I just went through the blog roll and got rid of every dead blog for the first time in... a year? Longer? I also delinked a few of the popular kids who never showed me the reciprocal love. Screw you, unloving popular kids!
As you know, less than two weeks ago my writing idol and inspiration -- Donald E. Westlake -- passed away suddenly.
At long last, the promised sixth and final story in the Starship Hopeful saga has docked at our space pad. I'll leave it and the other five up for a while. There aren't enough of the stories to fill out a book, and I won't be doing any more, so this is where they'll be spending the afterlife. Enjoy.I hope that, like those six stories, this is where Donald E. Westlake will be spending the afterlife, and that his family and/or publishers don't dismantle the site. I don't pretend to have Westlake's talent or output, but I find it comforting to know that all these words he has written will live on, and that just a bit of that eternal life will apply to my words, too, some day.

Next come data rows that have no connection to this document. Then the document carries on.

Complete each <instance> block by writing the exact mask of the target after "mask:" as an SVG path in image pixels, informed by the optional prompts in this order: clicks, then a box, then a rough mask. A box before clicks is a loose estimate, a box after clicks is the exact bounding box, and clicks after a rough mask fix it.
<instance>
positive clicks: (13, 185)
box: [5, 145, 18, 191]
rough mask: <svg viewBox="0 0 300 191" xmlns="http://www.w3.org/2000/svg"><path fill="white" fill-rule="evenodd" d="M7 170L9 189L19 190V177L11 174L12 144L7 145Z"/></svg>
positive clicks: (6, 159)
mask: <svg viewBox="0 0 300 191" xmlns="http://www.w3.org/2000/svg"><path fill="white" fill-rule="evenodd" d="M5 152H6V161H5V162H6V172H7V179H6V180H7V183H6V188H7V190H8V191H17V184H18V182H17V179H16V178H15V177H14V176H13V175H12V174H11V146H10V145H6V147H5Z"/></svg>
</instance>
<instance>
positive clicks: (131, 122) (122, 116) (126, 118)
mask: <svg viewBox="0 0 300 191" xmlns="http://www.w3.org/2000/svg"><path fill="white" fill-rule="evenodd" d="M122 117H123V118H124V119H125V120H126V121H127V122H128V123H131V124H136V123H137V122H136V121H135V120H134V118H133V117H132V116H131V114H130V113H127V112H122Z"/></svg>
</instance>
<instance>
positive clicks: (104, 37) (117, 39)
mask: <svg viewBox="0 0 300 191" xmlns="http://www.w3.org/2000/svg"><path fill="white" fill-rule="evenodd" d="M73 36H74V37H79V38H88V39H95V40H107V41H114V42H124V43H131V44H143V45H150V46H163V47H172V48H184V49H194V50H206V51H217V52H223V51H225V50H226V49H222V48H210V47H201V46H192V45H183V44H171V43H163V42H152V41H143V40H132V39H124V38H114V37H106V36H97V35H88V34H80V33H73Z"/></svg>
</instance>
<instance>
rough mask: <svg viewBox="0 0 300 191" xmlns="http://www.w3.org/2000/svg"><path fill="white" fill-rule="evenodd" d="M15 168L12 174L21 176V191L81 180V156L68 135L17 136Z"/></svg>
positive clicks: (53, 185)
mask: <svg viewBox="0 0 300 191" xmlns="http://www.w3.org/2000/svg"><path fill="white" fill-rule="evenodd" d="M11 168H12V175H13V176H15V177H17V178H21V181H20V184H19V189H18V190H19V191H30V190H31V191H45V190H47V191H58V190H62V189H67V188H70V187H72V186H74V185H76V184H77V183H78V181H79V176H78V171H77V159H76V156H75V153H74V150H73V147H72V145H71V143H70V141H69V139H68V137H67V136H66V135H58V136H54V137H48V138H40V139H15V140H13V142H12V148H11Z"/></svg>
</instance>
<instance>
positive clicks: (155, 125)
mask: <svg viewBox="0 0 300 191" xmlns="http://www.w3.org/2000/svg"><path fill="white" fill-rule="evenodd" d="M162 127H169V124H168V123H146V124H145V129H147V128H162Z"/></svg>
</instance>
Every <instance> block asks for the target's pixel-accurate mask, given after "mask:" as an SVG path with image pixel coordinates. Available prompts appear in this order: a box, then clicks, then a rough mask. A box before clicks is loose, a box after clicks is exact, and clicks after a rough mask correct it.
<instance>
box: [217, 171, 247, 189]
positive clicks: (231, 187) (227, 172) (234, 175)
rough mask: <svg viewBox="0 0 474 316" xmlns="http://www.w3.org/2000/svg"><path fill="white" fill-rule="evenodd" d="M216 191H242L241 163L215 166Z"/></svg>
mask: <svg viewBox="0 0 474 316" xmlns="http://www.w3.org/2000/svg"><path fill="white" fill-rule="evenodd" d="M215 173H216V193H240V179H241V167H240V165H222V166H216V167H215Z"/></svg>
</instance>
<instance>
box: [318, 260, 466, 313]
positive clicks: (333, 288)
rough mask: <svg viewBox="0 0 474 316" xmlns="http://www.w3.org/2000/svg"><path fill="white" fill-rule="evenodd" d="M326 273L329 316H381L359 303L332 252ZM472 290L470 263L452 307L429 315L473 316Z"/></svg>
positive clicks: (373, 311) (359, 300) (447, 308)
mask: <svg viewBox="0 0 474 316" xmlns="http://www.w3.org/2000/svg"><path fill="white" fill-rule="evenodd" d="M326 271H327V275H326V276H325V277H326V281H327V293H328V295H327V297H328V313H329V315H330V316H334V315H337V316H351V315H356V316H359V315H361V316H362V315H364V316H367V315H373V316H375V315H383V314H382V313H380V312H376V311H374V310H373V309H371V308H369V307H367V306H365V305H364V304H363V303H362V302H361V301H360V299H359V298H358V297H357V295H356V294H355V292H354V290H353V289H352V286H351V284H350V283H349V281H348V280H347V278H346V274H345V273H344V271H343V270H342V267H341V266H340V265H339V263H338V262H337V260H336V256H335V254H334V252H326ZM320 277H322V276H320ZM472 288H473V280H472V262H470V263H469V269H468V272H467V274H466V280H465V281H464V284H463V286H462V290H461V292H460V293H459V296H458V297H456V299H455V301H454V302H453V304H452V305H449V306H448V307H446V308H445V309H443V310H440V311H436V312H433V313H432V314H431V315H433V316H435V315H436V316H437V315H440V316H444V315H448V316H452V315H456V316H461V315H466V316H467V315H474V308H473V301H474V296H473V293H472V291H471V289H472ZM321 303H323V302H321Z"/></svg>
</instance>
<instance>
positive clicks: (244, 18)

Back in the early 1970s, I found a Donald E. Westlake novel -- "Bank Shot" -- on a paperback carousel at some random KOA site my grandparents took me to in their Winnebago. The plot (spoilers ahead, if you care) was about a hapless group of criminals who steal a bank temporarily relocated into a trailer by slowly lifting it up, putting it on wheels, and driving away with it... only to lose it in the final pages when it rolls down a Long Island hillside into the Atlantic Ocean.